Start with plain white sugar. However, if that is not providing the burst of flavor you crave, consider another type of sugar. This can range from raw sugar to palm or even maple sugar. For vinegar, the primary concern is acidity. Whether you choose to use apple cider vinegar or white vinegar, just make sure it is watered down to protect you from eroding your tooth enamel or aggravating your stomach or esophagus.

The last ingredient is fruit. While you obviously want the best and freshest variety, when making a shrub, it is perfectly fine to use less-than-perfect options. The fruit should be in season, but farmer's market seconds are suitable options. And always make sure you thoroughly wash any produce you use for consumption to protect against harmful bacteria.

Is shrub healthy for you?

You have to be careful about getting too excited about drinking shrub. Before moving into what some claim are health benefits, it is important to remember that roughly 33% of the recipe for shrub is sugar. The fruits you add to the shrub are also naturally high in sugar. According to MyFitnessPal, an ounce of shrub has roughly 9 grams of sugar. The American Heart Association suggests limiting sugar intake to 24 grams for women and 36 grams for men. That means adding one ounce of shrub to a drink is approximately one-quarter to one-third of your sugar intake of the entire day.
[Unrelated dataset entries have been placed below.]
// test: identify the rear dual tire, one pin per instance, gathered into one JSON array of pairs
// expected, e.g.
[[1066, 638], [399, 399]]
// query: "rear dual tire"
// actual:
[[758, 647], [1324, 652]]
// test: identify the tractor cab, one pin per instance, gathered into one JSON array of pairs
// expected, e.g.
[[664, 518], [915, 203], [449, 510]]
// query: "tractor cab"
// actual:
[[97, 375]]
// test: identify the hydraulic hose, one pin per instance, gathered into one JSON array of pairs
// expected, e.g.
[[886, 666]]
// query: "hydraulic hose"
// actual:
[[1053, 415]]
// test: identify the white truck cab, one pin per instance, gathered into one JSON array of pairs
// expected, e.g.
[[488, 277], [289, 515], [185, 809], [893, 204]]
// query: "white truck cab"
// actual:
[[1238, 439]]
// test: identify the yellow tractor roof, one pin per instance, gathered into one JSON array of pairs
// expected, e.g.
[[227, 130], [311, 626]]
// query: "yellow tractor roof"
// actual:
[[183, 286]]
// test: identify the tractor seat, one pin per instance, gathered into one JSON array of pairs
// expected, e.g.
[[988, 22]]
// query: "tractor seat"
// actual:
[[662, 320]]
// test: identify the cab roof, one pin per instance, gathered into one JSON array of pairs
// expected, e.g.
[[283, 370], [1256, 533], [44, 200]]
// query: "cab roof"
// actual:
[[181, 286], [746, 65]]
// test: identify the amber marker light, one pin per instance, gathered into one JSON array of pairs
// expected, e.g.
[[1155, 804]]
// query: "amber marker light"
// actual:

However, on the plus side, shrub contains fruits, which are an excellent source of vitamins, minerals, and fiber. Fruits also provide a wide range of antioxidants, including flavonoids. Also, roughly one-third of a shrub is vinegar. Apple cider vinegar, in particular, has been found to be an excellent source of potassium, magnesium, calcium, and phosphorus. Additionally, some studies suggest apple cider vinegar may help lower blood sugar and cholesterol while aiding in weight loss. Other claims that do not have sufficient medical support to verify include lowering blood pressure, reducing acid reflux, providing relief from eczema, and more.